Co-op Conversion Offers a Potential Solution to
Grocery Store Loss
What do you do when the only grocery store in your town decides to
close? A cooperative buy-out and
conversion may offer a solution.
Phil’s Supermarket, a family-owned and operated grocery store, has been
a fixture in Plain, WI, population 773, for over 90 years. But in the last few years, the family owners
had decided that it was time to sell the business, and had unsuccessfully pursued
several potential buyers.
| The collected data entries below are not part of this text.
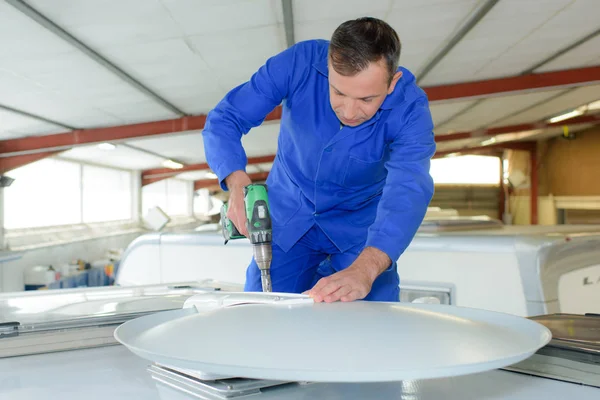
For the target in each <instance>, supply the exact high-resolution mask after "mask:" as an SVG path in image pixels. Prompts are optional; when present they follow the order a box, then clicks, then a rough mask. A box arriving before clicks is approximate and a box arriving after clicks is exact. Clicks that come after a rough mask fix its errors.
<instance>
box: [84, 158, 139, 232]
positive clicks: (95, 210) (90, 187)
mask: <svg viewBox="0 0 600 400" xmlns="http://www.w3.org/2000/svg"><path fill="white" fill-rule="evenodd" d="M82 193H83V222H84V223H91V222H101V221H119V220H129V219H131V217H132V215H131V210H132V204H131V203H132V190H131V172H128V171H121V170H117V169H112V168H102V167H95V166H90V165H84V166H83V190H82Z"/></svg>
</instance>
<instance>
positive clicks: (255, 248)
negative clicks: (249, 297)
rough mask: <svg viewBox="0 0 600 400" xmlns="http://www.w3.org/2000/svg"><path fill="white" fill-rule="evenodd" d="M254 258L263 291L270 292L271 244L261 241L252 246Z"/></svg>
mask: <svg viewBox="0 0 600 400" xmlns="http://www.w3.org/2000/svg"><path fill="white" fill-rule="evenodd" d="M253 252H254V259H255V260H256V265H258V269H260V280H261V283H262V288H263V292H272V291H273V288H272V287H271V258H272V254H271V244H266V243H261V244H255V245H254V246H253Z"/></svg>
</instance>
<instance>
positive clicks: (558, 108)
mask: <svg viewBox="0 0 600 400" xmlns="http://www.w3.org/2000/svg"><path fill="white" fill-rule="evenodd" d="M564 93H565V94H563V95H561V96H558V97H556V98H554V99H550V100H548V101H547V102H545V103H542V104H540V105H539V106H537V107H534V108H531V109H528V110H525V111H523V112H522V113H519V114H515V115H513V116H510V117H508V118H506V119H503V120H500V121H497V122H495V123H494V125H493V126H502V125H516V124H523V123H529V122H535V121H540V120H543V119H545V118H549V117H552V116H555V115H558V114H560V113H562V112H564V111H568V110H570V109H573V108H576V107H578V106H580V105H583V104H587V103H591V102H592V101H595V100H599V99H600V85H592V86H583V87H579V88H575V89H571V90H567V91H564Z"/></svg>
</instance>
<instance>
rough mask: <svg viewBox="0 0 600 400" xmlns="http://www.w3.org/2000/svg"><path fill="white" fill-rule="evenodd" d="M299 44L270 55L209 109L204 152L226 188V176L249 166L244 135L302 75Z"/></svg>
mask: <svg viewBox="0 0 600 400" xmlns="http://www.w3.org/2000/svg"><path fill="white" fill-rule="evenodd" d="M298 47H299V46H298V44H297V45H295V46H292V47H290V48H288V49H287V50H284V51H283V52H281V53H279V54H277V55H275V56H273V57H271V58H269V59H268V60H267V62H266V63H265V64H264V65H263V66H262V67H261V68H260V69H259V70H258V71H257V72H256V73H254V75H252V77H251V78H250V80H249V81H248V82H246V83H244V84H242V85H240V86H237V87H236V88H234V89H233V90H231V91H230V92H229V93H227V95H226V96H225V97H224V98H223V100H221V101H220V102H219V103H218V104H217V106H216V107H215V108H214V109H213V110H211V111H210V112H209V113H208V116H207V118H206V123H205V125H204V129H203V131H202V137H203V140H204V152H205V155H206V161H207V163H208V165H209V167H210V168H211V169H212V170H213V172H214V173H215V174H216V175H217V177H218V179H219V183H220V185H221V188H223V190H227V187H226V186H225V182H224V180H225V178H226V177H227V176H229V175H230V174H231V173H232V172H234V171H237V170H242V171H245V170H246V164H247V162H248V159H247V156H246V152H245V151H244V148H243V147H242V143H241V138H242V135H245V134H247V133H248V132H249V131H250V129H251V128H253V127H256V126H259V125H260V124H261V123H262V122H263V121H264V119H265V118H266V116H267V115H268V114H269V113H270V112H271V111H273V109H274V108H275V107H276V106H277V105H279V104H280V103H281V102H282V100H283V99H284V98H286V97H287V96H288V95H289V93H290V90H291V89H292V88H293V85H294V82H292V80H293V78H294V77H297V76H298V75H301V72H302V71H299V69H300V68H298V65H297V61H298V60H297V58H298V57H297V54H298ZM300 64H303V63H300Z"/></svg>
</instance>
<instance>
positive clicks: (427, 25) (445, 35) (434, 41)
mask: <svg viewBox="0 0 600 400" xmlns="http://www.w3.org/2000/svg"><path fill="white" fill-rule="evenodd" d="M477 3H478V2H477V0H447V1H440V0H428V1H424V0H422V1H405V0H397V1H395V2H394V7H393V9H392V11H391V12H390V13H389V14H388V15H387V16H386V21H387V22H388V23H389V24H390V25H391V26H392V27H394V28H395V29H396V31H397V32H398V35H399V36H400V41H401V42H402V55H401V57H400V64H401V65H402V66H404V67H406V68H408V69H409V70H410V71H411V72H413V73H414V74H418V73H419V71H420V70H421V69H423V68H424V67H425V65H426V63H427V62H428V61H429V60H430V59H431V57H433V56H434V55H435V54H436V53H437V50H438V49H439V48H440V47H441V46H442V45H444V43H445V42H446V41H447V40H448V39H449V38H451V37H452V35H453V32H455V31H456V30H457V29H458V28H459V27H460V26H461V24H462V23H463V22H464V20H465V19H466V18H467V16H468V15H470V14H471V12H472V11H473V10H474V9H475V7H476V5H477ZM367 4H368V3H367Z"/></svg>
Shutting down
the business had increasingly appeared to be their only option.

But there was plenty of community interest in maintaining this downtown
anchor business, and the executive director of the Sauk County Development
Corporation, who had attended the Madison Cooperative Jobs Conference in June,
began to explore a cooperative solution to save Plain’s only grocery store.
He contacted UWCC’s Courtney Berner, who over the course of the summer
met with community leaders to introduce the cooperative model, explore how a
conversion of the grocery business to a cooperative might work, and facilitate
the formation of a steering committee for the project.
A community meeting in December of 2012 generated strong community support
for the idea of a cooperative grocery store and within a few weeks nearly 200
people had pledged to become members. Many
also expressed a willingness to make a loan to a new cooperative venture and
offered to volunteer on the project.
Courtney continues to work with the four task forces that have been set
up to tackle the financial, marketing and business planning issues involved in
a potential buyout and conversion. Two
other grocery co-ops in the region have expressed willingness to provide technical
support for a conversion to a cooperative grocery store structure.
Many
are hopeful that the resources, skills, and common vision evident so
far bode well for developing a cooperative solution to a problem
all too common in rural communities across Wisconsin.